今回のテーマでもある「コーポレートコミュニケーション」の狙いは、業績や株価の向上だけでなく、「ミッションとビジョンの実体化」と「得たいパーセプションの獲得」の2つです。

我々が得たいパーセプションは3つです。

  1. トリドールは感動創造企業である
    単なる飲食ブランドを展開する企業ではなくて、感動を創造する企業であるということ
  2. トリドールはグローバルフードカンパニーである
    日本の何十、何百倍もある世界の外食市場に対し、同時多発的に感動体験を展開する企業であるということ
  3. トリドールは無限に挑戦し続けるミッションドリブンカンパニーである
    存在意義を忘れずに、軸として展開していく企業であるということ

利益だけでなくミッションの達成を重視し、その結果として利益を生み出すことを意識してマーケティング活動を行っています。

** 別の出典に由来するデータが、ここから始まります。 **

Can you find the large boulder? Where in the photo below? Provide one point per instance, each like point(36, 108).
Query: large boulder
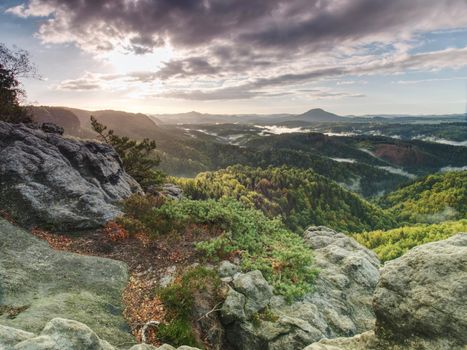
point(420, 302)
point(46, 179)
point(340, 304)
point(424, 293)
point(38, 283)
point(64, 334)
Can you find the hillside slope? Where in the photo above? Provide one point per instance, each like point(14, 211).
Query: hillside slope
point(435, 198)
point(300, 197)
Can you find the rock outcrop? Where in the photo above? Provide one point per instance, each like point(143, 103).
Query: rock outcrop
point(64, 334)
point(420, 302)
point(340, 304)
point(38, 283)
point(46, 179)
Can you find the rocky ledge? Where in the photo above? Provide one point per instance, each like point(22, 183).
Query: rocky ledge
point(340, 304)
point(62, 183)
point(420, 302)
point(63, 334)
point(38, 284)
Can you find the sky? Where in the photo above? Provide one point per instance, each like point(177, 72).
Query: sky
point(244, 56)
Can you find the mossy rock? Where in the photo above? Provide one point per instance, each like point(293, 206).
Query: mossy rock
point(38, 284)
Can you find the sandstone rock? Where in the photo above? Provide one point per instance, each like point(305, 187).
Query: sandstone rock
point(424, 293)
point(420, 302)
point(45, 284)
point(9, 337)
point(233, 308)
point(343, 291)
point(64, 334)
point(256, 290)
point(340, 304)
point(172, 191)
point(227, 269)
point(46, 179)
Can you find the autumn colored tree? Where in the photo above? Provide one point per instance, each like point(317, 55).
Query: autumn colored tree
point(14, 64)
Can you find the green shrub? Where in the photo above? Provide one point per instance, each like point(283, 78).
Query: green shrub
point(299, 197)
point(178, 300)
point(264, 244)
point(394, 243)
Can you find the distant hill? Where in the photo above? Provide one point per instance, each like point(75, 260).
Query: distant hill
point(318, 115)
point(76, 122)
point(435, 198)
point(134, 125)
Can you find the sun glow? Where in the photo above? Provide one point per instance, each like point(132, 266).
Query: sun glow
point(124, 62)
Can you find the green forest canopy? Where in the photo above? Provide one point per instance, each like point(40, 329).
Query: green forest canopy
point(299, 197)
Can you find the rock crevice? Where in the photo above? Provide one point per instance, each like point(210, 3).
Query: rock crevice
point(57, 182)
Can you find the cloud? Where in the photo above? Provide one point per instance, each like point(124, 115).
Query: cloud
point(283, 25)
point(450, 58)
point(241, 49)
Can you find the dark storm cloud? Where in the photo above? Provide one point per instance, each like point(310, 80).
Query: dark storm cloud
point(280, 24)
point(185, 68)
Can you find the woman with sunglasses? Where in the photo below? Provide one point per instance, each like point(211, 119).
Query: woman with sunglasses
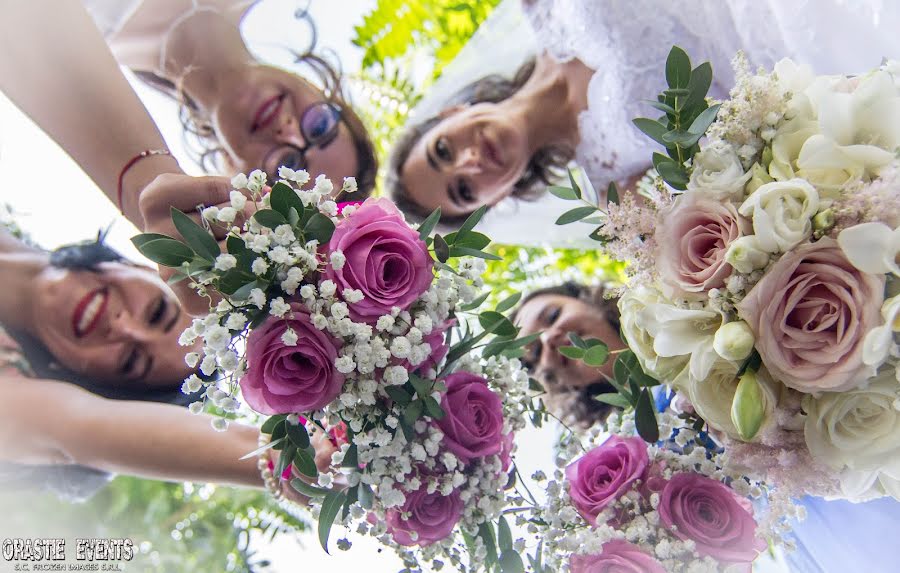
point(241, 113)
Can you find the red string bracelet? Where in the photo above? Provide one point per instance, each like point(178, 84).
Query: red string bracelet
point(131, 163)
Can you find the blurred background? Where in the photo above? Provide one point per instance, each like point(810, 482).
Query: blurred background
point(392, 51)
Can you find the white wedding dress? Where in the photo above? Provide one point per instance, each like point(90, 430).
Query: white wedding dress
point(627, 41)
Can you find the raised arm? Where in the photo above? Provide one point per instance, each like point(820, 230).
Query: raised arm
point(49, 422)
point(56, 67)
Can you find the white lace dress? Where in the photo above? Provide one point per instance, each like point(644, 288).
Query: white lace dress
point(627, 41)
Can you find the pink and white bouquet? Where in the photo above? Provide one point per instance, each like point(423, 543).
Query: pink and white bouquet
point(618, 503)
point(763, 269)
point(342, 320)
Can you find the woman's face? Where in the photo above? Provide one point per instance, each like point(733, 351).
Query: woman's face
point(558, 315)
point(472, 157)
point(259, 125)
point(119, 326)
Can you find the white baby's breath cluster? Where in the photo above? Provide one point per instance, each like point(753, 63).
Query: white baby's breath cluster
point(634, 517)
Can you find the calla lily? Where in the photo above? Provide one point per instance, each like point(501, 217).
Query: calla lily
point(872, 247)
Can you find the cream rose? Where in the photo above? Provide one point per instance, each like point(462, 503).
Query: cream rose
point(717, 171)
point(782, 213)
point(810, 314)
point(639, 339)
point(858, 429)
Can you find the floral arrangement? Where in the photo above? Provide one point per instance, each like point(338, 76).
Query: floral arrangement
point(617, 503)
point(346, 320)
point(763, 276)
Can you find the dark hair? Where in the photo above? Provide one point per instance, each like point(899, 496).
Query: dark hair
point(543, 167)
point(577, 405)
point(88, 256)
point(203, 144)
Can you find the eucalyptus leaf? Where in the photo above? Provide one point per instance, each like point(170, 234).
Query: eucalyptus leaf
point(196, 237)
point(565, 193)
point(320, 228)
point(331, 505)
point(429, 224)
point(576, 214)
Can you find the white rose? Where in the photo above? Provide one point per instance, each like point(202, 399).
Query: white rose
point(639, 340)
point(746, 255)
point(734, 341)
point(858, 429)
point(712, 397)
point(717, 170)
point(782, 213)
point(680, 332)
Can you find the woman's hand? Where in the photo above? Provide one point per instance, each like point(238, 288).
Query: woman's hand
point(187, 193)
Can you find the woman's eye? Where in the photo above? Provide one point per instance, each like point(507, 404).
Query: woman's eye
point(159, 311)
point(465, 192)
point(442, 149)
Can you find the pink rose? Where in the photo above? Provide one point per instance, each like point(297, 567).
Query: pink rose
point(617, 556)
point(473, 417)
point(605, 473)
point(430, 515)
point(693, 238)
point(385, 259)
point(810, 314)
point(284, 379)
point(709, 513)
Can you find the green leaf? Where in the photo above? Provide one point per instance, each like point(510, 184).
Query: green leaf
point(319, 228)
point(565, 193)
point(678, 68)
point(496, 323)
point(283, 197)
point(467, 252)
point(196, 237)
point(167, 252)
point(477, 302)
point(398, 395)
point(703, 121)
point(486, 532)
point(472, 240)
point(308, 490)
point(413, 412)
point(511, 562)
point(652, 129)
point(596, 355)
point(645, 418)
point(434, 409)
point(572, 352)
point(701, 80)
point(143, 238)
point(472, 220)
point(269, 425)
point(576, 214)
point(298, 435)
point(612, 193)
point(508, 302)
point(306, 463)
point(574, 184)
point(429, 223)
point(441, 249)
point(331, 505)
point(504, 535)
point(613, 399)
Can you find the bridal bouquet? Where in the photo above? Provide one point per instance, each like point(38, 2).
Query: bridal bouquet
point(763, 269)
point(620, 504)
point(342, 320)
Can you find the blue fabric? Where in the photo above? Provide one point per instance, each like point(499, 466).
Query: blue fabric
point(845, 537)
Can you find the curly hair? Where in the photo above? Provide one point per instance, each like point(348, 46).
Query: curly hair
point(547, 164)
point(577, 405)
point(202, 143)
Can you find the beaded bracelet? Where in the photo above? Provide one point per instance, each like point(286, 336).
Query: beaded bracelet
point(131, 163)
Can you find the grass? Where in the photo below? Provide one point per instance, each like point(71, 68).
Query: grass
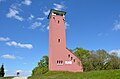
point(104, 74)
point(6, 77)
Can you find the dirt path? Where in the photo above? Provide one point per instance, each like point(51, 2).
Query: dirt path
point(19, 78)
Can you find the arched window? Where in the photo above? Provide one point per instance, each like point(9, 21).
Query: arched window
point(57, 61)
point(58, 21)
point(58, 40)
point(69, 55)
point(53, 17)
point(74, 60)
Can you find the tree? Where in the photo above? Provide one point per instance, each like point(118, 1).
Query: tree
point(2, 73)
point(42, 66)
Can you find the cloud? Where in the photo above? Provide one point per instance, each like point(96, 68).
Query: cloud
point(13, 43)
point(27, 2)
point(116, 51)
point(2, 0)
point(8, 56)
point(58, 6)
point(13, 13)
point(46, 12)
point(4, 39)
point(116, 25)
point(31, 17)
point(35, 25)
point(41, 19)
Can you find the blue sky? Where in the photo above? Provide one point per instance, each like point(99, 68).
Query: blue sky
point(90, 24)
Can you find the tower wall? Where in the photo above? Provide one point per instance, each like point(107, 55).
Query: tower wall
point(60, 58)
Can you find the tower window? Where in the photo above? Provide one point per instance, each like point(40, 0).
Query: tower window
point(57, 61)
point(74, 60)
point(58, 21)
point(69, 55)
point(59, 40)
point(53, 17)
point(61, 62)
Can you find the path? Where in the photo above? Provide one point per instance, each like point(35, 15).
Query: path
point(19, 78)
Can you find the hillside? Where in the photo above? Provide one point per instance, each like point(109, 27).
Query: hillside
point(103, 74)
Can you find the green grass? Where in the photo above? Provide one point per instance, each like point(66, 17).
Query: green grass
point(104, 74)
point(6, 77)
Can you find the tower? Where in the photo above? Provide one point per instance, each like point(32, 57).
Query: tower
point(60, 58)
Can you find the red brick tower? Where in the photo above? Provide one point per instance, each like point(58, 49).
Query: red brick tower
point(60, 58)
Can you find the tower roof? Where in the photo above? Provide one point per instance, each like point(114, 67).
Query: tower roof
point(56, 12)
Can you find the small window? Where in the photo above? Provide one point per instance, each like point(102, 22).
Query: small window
point(58, 21)
point(59, 40)
point(74, 60)
point(69, 55)
point(57, 61)
point(61, 62)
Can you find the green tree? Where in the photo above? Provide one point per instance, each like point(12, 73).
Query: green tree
point(42, 66)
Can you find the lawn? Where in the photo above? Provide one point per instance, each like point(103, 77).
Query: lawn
point(104, 74)
point(6, 77)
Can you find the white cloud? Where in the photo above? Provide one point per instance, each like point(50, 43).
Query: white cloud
point(27, 2)
point(116, 51)
point(8, 56)
point(13, 13)
point(58, 6)
point(13, 43)
point(116, 25)
point(31, 17)
point(4, 39)
point(41, 18)
point(46, 12)
point(35, 25)
point(2, 0)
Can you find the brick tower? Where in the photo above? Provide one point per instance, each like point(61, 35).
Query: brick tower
point(60, 58)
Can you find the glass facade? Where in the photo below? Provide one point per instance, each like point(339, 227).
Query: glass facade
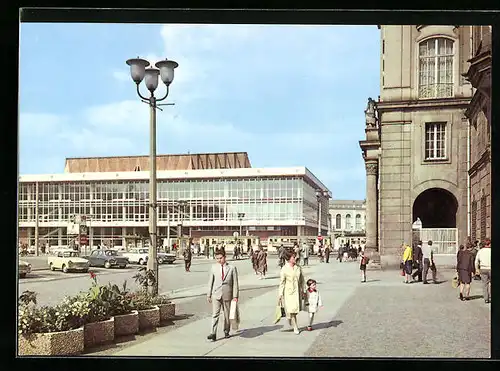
point(197, 201)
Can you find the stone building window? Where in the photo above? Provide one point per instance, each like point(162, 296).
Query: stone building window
point(435, 141)
point(358, 222)
point(348, 224)
point(473, 227)
point(436, 68)
point(483, 218)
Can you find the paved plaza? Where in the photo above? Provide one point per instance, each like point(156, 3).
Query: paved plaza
point(379, 318)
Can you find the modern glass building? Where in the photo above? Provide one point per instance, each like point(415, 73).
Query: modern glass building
point(202, 202)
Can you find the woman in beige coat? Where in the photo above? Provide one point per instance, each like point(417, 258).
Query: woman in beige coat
point(291, 290)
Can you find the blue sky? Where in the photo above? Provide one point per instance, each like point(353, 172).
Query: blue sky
point(287, 95)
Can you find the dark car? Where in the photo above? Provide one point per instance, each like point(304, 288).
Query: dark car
point(106, 259)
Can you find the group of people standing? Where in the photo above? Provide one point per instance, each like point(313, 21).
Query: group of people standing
point(473, 263)
point(293, 296)
point(416, 262)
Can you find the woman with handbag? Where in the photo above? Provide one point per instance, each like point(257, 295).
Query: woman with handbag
point(408, 262)
point(465, 270)
point(291, 289)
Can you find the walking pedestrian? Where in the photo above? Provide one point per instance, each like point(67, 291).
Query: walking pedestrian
point(291, 289)
point(305, 253)
point(407, 262)
point(428, 256)
point(296, 250)
point(253, 259)
point(465, 271)
point(483, 266)
point(261, 262)
point(313, 301)
point(223, 288)
point(188, 255)
point(362, 266)
point(417, 261)
point(281, 256)
point(327, 253)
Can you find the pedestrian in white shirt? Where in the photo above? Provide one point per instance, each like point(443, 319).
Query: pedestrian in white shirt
point(313, 301)
point(428, 259)
point(483, 266)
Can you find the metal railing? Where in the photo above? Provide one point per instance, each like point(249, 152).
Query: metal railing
point(444, 240)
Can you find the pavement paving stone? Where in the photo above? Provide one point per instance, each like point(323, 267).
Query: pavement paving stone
point(380, 318)
point(413, 320)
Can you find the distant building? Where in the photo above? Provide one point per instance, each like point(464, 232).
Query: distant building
point(198, 195)
point(347, 222)
point(479, 114)
point(426, 145)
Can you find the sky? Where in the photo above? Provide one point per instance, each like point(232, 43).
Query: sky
point(289, 95)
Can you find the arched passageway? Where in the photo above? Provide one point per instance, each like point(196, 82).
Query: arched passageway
point(436, 208)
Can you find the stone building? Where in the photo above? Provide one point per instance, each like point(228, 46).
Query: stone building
point(347, 222)
point(479, 114)
point(416, 145)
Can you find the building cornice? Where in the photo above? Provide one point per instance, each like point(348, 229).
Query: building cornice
point(483, 160)
point(479, 72)
point(474, 107)
point(410, 105)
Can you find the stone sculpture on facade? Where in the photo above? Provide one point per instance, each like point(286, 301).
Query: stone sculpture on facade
point(371, 120)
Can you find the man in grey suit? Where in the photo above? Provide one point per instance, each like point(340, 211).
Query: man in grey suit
point(223, 287)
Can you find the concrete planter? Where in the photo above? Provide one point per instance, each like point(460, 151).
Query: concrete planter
point(98, 333)
point(127, 324)
point(167, 311)
point(69, 342)
point(149, 318)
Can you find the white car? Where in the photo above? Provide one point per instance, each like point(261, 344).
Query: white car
point(67, 260)
point(137, 256)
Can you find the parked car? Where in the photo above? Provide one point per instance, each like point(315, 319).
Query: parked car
point(24, 268)
point(137, 256)
point(67, 260)
point(106, 258)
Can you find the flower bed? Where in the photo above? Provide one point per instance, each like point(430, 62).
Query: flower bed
point(69, 342)
point(149, 318)
point(97, 333)
point(167, 311)
point(127, 324)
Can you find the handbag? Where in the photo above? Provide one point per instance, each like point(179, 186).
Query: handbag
point(454, 281)
point(279, 313)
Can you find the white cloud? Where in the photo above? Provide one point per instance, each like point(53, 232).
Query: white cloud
point(122, 76)
point(38, 124)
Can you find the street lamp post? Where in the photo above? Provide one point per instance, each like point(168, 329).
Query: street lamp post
point(319, 194)
point(240, 218)
point(139, 72)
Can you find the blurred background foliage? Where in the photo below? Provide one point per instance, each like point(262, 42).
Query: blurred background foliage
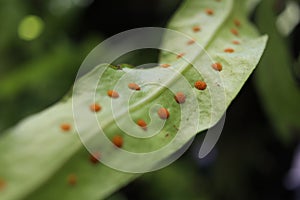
point(255, 153)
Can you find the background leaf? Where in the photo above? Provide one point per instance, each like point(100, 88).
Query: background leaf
point(49, 156)
point(278, 90)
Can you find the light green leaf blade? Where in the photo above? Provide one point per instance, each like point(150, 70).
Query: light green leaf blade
point(278, 91)
point(38, 157)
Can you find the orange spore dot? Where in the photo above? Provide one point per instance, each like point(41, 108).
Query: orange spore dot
point(235, 42)
point(142, 124)
point(112, 94)
point(95, 107)
point(191, 41)
point(180, 97)
point(165, 65)
point(163, 113)
point(65, 127)
point(180, 55)
point(2, 184)
point(118, 141)
point(200, 85)
point(196, 28)
point(209, 11)
point(72, 179)
point(217, 66)
point(234, 31)
point(95, 157)
point(134, 86)
point(229, 50)
point(237, 22)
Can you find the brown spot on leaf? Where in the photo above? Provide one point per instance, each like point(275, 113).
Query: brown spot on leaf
point(200, 85)
point(95, 107)
point(112, 94)
point(180, 97)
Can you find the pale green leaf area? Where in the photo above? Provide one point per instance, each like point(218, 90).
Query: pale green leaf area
point(279, 93)
point(37, 157)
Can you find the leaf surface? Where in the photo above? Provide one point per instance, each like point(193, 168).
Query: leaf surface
point(40, 161)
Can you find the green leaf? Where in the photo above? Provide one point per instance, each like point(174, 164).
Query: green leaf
point(37, 158)
point(278, 90)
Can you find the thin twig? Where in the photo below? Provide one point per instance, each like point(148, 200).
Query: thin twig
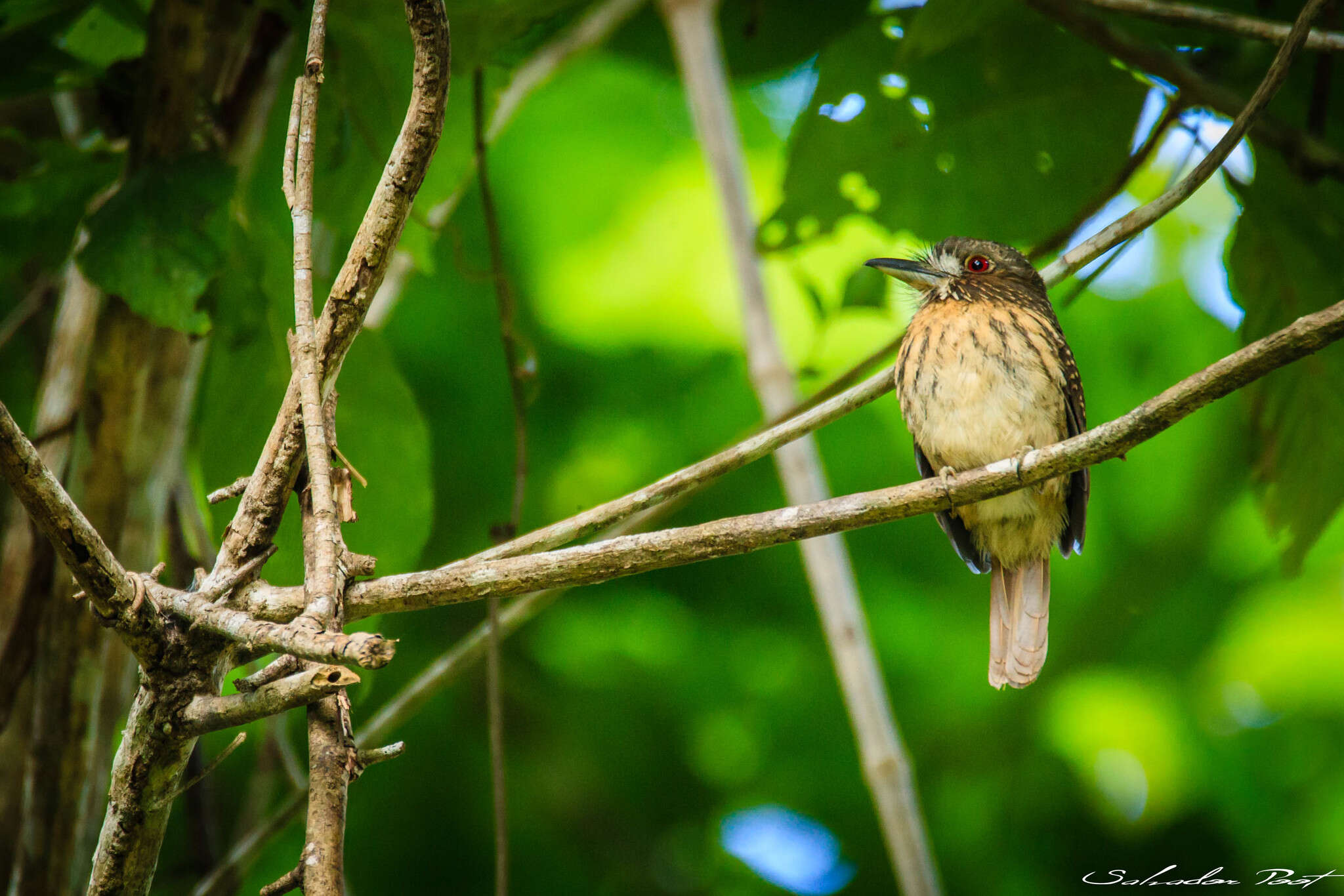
point(32, 304)
point(886, 764)
point(280, 668)
point(695, 476)
point(214, 764)
point(209, 714)
point(381, 754)
point(1150, 213)
point(1307, 155)
point(1085, 284)
point(241, 574)
point(295, 878)
point(636, 554)
point(230, 491)
point(78, 544)
point(1110, 439)
point(365, 649)
point(589, 31)
point(509, 336)
point(1190, 15)
point(370, 253)
point(1132, 164)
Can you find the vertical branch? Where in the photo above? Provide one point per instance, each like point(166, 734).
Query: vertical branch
point(322, 864)
point(886, 765)
point(509, 336)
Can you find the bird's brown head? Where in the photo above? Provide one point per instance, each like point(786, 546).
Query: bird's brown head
point(965, 269)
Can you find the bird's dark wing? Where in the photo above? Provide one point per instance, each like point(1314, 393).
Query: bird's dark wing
point(1076, 419)
point(1080, 484)
point(956, 529)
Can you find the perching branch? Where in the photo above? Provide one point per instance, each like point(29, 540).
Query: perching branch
point(1305, 153)
point(1133, 163)
point(215, 714)
point(887, 767)
point(363, 649)
point(1188, 15)
point(635, 554)
point(695, 476)
point(518, 397)
point(1150, 213)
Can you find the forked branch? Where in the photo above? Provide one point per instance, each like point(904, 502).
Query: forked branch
point(1145, 215)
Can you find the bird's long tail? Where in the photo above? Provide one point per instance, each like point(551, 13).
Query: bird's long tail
point(1019, 614)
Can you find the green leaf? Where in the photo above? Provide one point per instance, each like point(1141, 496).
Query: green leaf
point(100, 38)
point(41, 209)
point(1001, 133)
point(864, 289)
point(1284, 265)
point(760, 39)
point(158, 243)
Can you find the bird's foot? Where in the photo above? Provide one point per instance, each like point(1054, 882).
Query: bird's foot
point(945, 476)
point(1018, 460)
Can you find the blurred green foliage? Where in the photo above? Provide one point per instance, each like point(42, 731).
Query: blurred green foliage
point(1191, 707)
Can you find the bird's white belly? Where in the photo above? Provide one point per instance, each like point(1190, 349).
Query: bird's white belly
point(976, 410)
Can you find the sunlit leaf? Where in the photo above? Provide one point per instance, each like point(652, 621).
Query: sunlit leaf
point(1004, 133)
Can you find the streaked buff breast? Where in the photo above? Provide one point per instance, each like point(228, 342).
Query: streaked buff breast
point(977, 382)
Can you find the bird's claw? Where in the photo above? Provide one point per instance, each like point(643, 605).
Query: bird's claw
point(1018, 460)
point(945, 476)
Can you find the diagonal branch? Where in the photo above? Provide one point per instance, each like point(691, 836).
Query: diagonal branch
point(1136, 160)
point(695, 476)
point(229, 711)
point(268, 489)
point(359, 648)
point(562, 569)
point(1304, 152)
point(110, 589)
point(1190, 15)
point(887, 767)
point(1145, 215)
point(636, 554)
point(593, 27)
point(518, 394)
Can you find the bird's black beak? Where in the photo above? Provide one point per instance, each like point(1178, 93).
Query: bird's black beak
point(910, 272)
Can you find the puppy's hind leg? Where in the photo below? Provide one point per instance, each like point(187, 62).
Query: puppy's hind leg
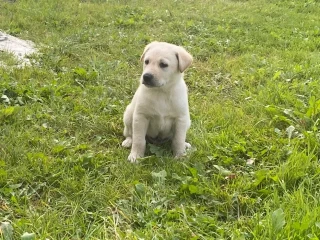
point(127, 132)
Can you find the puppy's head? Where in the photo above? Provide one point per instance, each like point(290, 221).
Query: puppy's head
point(163, 63)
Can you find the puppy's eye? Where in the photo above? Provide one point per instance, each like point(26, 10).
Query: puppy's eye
point(163, 65)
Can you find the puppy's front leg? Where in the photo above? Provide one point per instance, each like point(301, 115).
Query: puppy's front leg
point(140, 126)
point(179, 139)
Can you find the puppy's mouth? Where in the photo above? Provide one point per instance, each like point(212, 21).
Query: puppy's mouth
point(150, 81)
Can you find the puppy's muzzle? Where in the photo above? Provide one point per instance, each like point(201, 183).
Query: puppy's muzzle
point(148, 80)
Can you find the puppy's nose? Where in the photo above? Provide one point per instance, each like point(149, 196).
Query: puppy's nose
point(147, 78)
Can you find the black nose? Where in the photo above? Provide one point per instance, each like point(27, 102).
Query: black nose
point(147, 78)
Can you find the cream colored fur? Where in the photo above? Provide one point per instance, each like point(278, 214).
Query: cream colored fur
point(159, 108)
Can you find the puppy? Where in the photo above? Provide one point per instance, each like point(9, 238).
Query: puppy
point(159, 109)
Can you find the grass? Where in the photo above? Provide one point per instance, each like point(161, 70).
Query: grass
point(255, 109)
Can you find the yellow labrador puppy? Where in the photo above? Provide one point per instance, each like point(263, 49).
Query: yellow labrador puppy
point(159, 110)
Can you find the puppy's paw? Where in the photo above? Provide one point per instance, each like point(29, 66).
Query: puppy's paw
point(182, 152)
point(127, 142)
point(133, 157)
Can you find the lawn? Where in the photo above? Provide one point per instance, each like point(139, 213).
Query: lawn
point(254, 95)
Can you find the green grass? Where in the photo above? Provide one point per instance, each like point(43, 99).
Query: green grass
point(254, 92)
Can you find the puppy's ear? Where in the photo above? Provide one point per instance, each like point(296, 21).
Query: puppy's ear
point(146, 49)
point(184, 59)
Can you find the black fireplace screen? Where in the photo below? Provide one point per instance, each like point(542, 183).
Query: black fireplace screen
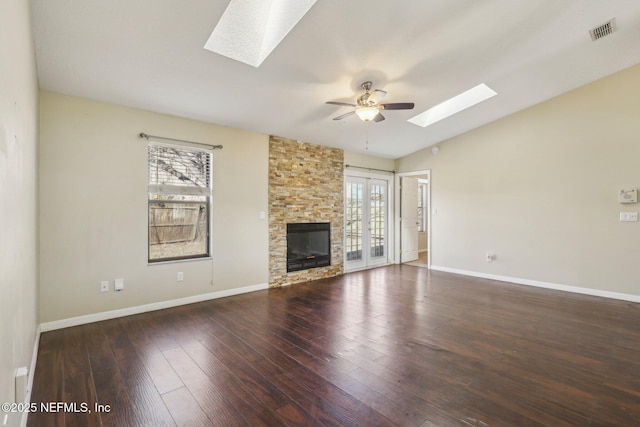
point(308, 245)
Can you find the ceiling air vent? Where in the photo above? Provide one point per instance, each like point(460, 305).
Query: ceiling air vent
point(603, 30)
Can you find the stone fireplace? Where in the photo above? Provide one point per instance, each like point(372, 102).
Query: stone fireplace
point(305, 187)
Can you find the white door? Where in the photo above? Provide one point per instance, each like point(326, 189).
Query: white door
point(409, 219)
point(366, 222)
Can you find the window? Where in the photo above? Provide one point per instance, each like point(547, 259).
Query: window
point(179, 201)
point(422, 206)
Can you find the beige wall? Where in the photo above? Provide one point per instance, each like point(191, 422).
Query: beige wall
point(93, 201)
point(18, 196)
point(539, 188)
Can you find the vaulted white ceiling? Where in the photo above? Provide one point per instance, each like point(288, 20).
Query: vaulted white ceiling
point(150, 54)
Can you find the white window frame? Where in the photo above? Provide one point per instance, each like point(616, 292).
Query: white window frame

経営戦略である「KANDOトレードオン戦略」を支え、得たいパーセプションを獲得するためのコーポレートコミュニケーション戦略が「KANDOクローバー戦略」になります。




その要素は、感動体験を軸に4つあります。

  • 従業員エンゲージメント
    感動体験を作るのは従業員であるから、社外のコミュニケーションであっても、常に従業員を意識する。
  • パートナーエンゲージメント
    世界中での成功は、各国のローカルバディの力添えがあってこそ。コミュニケーションでも、パートナーエンゲージメントを作りにいく。
  • カスタマーエンゲージメント
    カスタマーエンゲージメントを高めるブランドごとの活動も、バラバラではなく連携して進める。
  • コーポレートブランディング
    ブランディングは空中戦ではなく、実態がないとうまくいかない。IR・広報・リクルーティングに関するブランディングも全て連動させる。
この戦略は、4つの要素を連動させたコーポレートコミュニケーションを実施することが重要です。1つだけでは効果がなく、4つを連動させることで目標を達成することを意識しています。

また、戦略を実現するために組織作りも行っています。


私が管掌する「KANDOコミュニケーション本部」では各象限に部署を配置し、全てのコミュニケーション活動を連動させ、コントロールできる組織となっています。

 

トリドールで実践するコーポレートコミュニケーションの取り組み事例

KANDOコミュニケーション本部での取り組み事例をご紹介します。

  1. 「無限の挑戦」を発信するコーポレートサイト
    得たいパーセプションとしてあげた3つを感じていただくために、「無限の挑戦」として無限を分母とし、国内外の一つ一つの挑戦を30秒の動画とともに発信しています。
  2. 社内で一体感を作る「KANDO PEAK CAMP」
    KANDOコミュニケーション本部にインターナルも持っているからこそできる企画です。部門長を100名弱集め、キャンプ場を借り、トリドールの様々なブランドの感動体験を、社内メンバーに体験してもらうイベントです。
  3. 感動体験をグローバルでシェア「ALL KANDO CREATERS MEETING」
    年に一度、日本国内の全社員とグローバル各国の社長やバディの皆さん約2,000人を一堂に集め、表彰や、様々な感動体験をシェアするイベントを行なっています。
  4. 従業員専用アプリ「ハピ→カン!コミュニティ」
    従業員のコミュニケーションを活性化させ、その実態を作るための専用アプリです。感動体験をシェアする機能も有しています。
コーポレートコミュニケーションもビジネスも、自社らしい勝ち筋をいかに見つけて、愚直にずっとやり続けるかが成功の秘訣だと思います。我々トリドールもまだ挑戦道半ばですので、これからもいろんな情報交換をさせていただけましたら幸いです。